Sexual Harassment At Work Is Far Too Common

by Mia Mercado

And today in things that are distressingly unsurprising, the statistics on sexual harassment at work show that it's far from an anomaly. A new poll on sexual harassment at work gives us an even clearer picture on its current reality, and it's not pretty. The recent poll, which comes from YouGov, surveyed over 4,900 people about sexual harassment at work. The poll breaks down responses by various demographics including age, gender, political party affiliation, and income bracket. The results reveal an all too common reality among many working adults, regardless of things like where they work and how much they make.

Of those polled, one in four people have witnessed a coworker being sexually harassed. This is unfortunately unsurprising, given the 23 percent of respondents that say they have been the victims of sexual harassment at work. In other words, nearly one in four people polled experienced “unwelcome sexual advances, requests for sexual favors, or other verbal or physical conduct of a sexual nature,” which are what Title VII of the Civil Rights Act of 1964 categorizes as workplace sexual harassment.

Though prohibited through laws like the one mentioned above, sexual harassment is far from eradicated in the workplace. In addition to it being widely underreported, there is often little or no consequence for those who commit sexual harassment at work. Polls like this recent one from YouGov are helping us face facts about workplace sexual harassment and working to further destigmatize conversation about sexual violence as a whole.

Twice As Many Women Than Men Say They’ve Experienced Sexual Harassment At Work

30 percent of women say they have experienced sexually harassment at work. Other studies have found women to be significantly more likely to experience workplace sexual harassment, with women being the victims in 80 percent of reported incidents.

While less common statistically and despite societal ideas of sexual assault, men can and do experience sexual harassment. 15 percent of men polled say they have been sexually harassed at work.

Perceptions About Sexual Harassment Victims Vary Based On Gender

When asked whether victims of sexual harassment receive the same level of respect and support regardless of gender, many people polled were unsure (30 percent). However, when responses are broken down by men and women, people polled were more likely to say victims of a gender other than their own receive more respect and support.

25 percent of women polled say they thought male victims of workplace sexual harassment were taken more seriously. (21 percent of women say that women receive more support; 40 percent say they are unsure if victims got equal support regardless of gender.) 37 percent of men polled say victims of sexual harassment receive more respect and support when they are female. This is how most men responded to that question, with the next highest response being “not sure” at 30 percent.

While this poll did not address this particular issue, other reports show that trans people are more likely to experience sexual violence than the overall population.

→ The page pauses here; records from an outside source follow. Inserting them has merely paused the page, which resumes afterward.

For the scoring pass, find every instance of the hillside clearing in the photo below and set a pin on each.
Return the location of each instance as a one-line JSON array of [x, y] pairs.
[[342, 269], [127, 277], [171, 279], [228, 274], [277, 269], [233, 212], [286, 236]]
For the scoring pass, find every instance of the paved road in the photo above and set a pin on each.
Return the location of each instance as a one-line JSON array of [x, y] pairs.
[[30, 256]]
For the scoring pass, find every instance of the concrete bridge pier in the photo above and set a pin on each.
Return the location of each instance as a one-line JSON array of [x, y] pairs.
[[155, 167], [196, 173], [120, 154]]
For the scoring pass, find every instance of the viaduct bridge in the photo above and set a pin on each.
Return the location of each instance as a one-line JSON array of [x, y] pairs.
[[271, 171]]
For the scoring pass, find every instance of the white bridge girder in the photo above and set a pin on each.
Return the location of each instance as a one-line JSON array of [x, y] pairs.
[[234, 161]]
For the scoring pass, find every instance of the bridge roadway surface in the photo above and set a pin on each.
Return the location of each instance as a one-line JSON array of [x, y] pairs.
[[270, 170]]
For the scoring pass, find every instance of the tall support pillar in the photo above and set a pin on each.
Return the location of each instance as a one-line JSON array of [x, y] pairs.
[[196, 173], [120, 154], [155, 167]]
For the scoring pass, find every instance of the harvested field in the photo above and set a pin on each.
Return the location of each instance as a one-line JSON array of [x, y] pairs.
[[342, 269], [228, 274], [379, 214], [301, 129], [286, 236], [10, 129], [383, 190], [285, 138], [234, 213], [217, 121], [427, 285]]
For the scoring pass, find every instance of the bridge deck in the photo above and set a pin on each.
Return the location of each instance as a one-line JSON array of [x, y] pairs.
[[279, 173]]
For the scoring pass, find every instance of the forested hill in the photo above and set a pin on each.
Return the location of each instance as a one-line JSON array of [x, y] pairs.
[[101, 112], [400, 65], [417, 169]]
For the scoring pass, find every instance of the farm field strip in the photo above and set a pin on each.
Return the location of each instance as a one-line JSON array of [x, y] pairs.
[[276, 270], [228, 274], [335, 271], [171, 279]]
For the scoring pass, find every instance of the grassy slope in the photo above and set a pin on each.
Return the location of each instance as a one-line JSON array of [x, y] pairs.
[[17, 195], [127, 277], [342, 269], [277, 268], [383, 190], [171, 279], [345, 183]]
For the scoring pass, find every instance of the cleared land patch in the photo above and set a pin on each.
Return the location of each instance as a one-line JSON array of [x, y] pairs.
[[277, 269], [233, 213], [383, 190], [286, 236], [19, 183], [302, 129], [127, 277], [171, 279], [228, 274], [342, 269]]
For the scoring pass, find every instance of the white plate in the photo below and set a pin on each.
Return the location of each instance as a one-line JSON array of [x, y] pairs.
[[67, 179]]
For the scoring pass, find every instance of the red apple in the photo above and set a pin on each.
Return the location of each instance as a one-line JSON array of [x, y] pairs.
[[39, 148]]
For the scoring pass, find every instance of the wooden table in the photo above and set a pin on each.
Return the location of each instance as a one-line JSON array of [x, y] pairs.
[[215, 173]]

Specifically, trans women of color are one of the most targeted groups when it comes to sexual violence.

This Is Part of A Bigger Problem

The results of this new poll are less surprising and, sadly, to be expected in the context of overall statistics on sexual assault. Sexual violence is a problem in the United States, one that exists more commonly than not in familiar settings like at work or in the home. It disproportionately affects women, people of color, and LGBTQ+ people. However, there are victims of sexual assault of every gender, race, and sexual orientation.

As a culture, we need to take sexual harassment and other forms of sexual violence more seriously. Workplace sexual harassment and sexual assault as a whole goes widely unreported. It’s difficult to address a problem when we cannot see the full scope of it. Likewise, the way we treat sexual assault as a society and the lack of consequence for those who commit it certainly doesn’t make it easier for people to report. However, the more we talk about it and start to understand its reality, the closer we can get to ending sexual harassment and sexual assault everywhere.